Secondly, there are Scriptural bases for this doctrine. John Paul II rightly draws attention to the deeply Scriptural roots of this teaching. In Matthew 26:28, we read, “This is (estin) my blood… which is being poured out (ekchunnomenon).” In Luke 22:19 we have the following, “And he took bread, and when he had given thanks he broke it and gave it to them, saying, ‘This is my body, which is being given for you (estin, didomenon). Do this in remembrance of me.’” We have here a present progressive action. (The present participle is usually used for present action.) In addition to this present tense participle, the present tense of the main verb, is, seals the case: The blood of Christ “is being poured out” for you.
We must read this passage in light of its context in the life of Jesus: the Passover meal (Exodus 12:14; 13:9; Deut 16:3–6). The Jewish men are to tell their sons, “‘It is the sacrifice of the Lord’s Passover, for he passed over the houses of the people of Israel in Egypt, when he slew the Egyptians but spared our houses,’” Exodus 12:27. In the re-presentations of this sacrifice through the ages, the head of the Jewish family was to interpret the Passover by referring the unleavened bread to the “bread of affliction” in Deuteronomy 16:3 (Joseph Fitzmeyer, Luke X–XXIV, vol. 28A (1985)).

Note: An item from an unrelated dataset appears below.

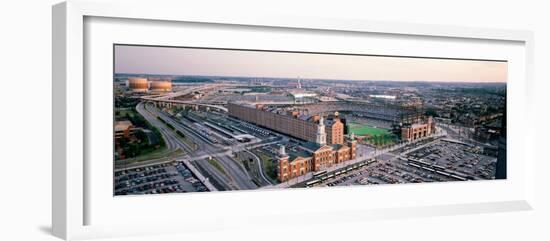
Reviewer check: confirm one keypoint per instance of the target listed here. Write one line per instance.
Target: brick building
(422, 128)
(289, 123)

That is, these two ritual elements came to be (or always were) identified.
In his life, Jesus identifies himself with that bread (Fitzmeyer, p. 1399). If in the Old Testament times, the father is to point out the identity of the sacrificial victim by indicating a present “afflicted” reality, then Jesus is pointing out that he himself is that sacrificial lamb. Thus, the commemoration of Jesus’ sacrifice which he commands us is the New Testament version of the memory of the Passover. Jesus is establishing a new practice; he is fulfilling the Old Law.

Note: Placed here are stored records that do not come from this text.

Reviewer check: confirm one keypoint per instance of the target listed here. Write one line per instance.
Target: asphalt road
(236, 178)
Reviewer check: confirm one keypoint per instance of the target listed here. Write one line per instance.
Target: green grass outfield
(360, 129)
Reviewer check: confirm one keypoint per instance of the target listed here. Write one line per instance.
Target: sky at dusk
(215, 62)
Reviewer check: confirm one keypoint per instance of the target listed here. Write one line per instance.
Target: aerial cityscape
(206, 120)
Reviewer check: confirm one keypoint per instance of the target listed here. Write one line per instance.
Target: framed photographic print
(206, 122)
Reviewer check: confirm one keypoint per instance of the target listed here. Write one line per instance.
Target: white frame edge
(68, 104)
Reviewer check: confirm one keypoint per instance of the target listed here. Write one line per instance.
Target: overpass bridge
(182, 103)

Further, the verb “given” has a sacrificial ring to it. This ring is confirmed by the vicarious implication of “for others.” (Note: not “instead of others” (anti) but “for others” (huper). The same is true in Romans 5.)
Now, the OT sees blood as the life of the animal, Lev 17:11. Therefore, the shedding of blood is the offering of life, Lev 16:1–34, echoed in Hebrews 9:22. Moreover, the present imperative “Do this” is not only a command to repeat but also an allusion to sacrifice and memory in the OT, e.g., Lev 24:7; Num 5:15; Num 10:9–10; Ps 19:3; and cf, Heb 10:3. (The Hebrew zakar = remember/memory.)
The Scriptural imagery is one of sacrifice. Moreover, the context of the institution of this sacrament is one of anticipation of the coming crucifixion: “‘You know that after two days the Passover is coming, and the Son of man will be delivered up to be crucified.’” Jesus predicts his death, Mt 26:2. He is instituting this New Passover at a crucial moment. This is as it were his last will and testament.
Just as the first Passover meal was real, so were its ritual representations. Every year, a real immolation of real lambs – and real eating! Similarly, just as Jesus meal was real, so are its representations which he commands. Thus, the ritual he commands is real not merely symbolic, (see also LaGrange, p. 544).
But we must understand that the true Sacrifice of the Mass is a not a “repeat.” It is not “a second sacrifice”. What is repeated is only the ritual reenactment. But the Sacrifice is one and the same. In each reenactment, there is a re-presentation of the same sacrifice on Calvary. Its application now helps us who are spread all over the globe, centuries or yes millennia after Jesus, it helps us experience this sacrifice humanly for it is present now to us. It is thus “for the remission of sins” now. The whole sacrifice is offered up to the Father through the Son.
The separate consecrations of the bread and wine help signify this mystery. Just as in sacrifice, blood is separated from flesh, so the bread and wine are separately consecrated.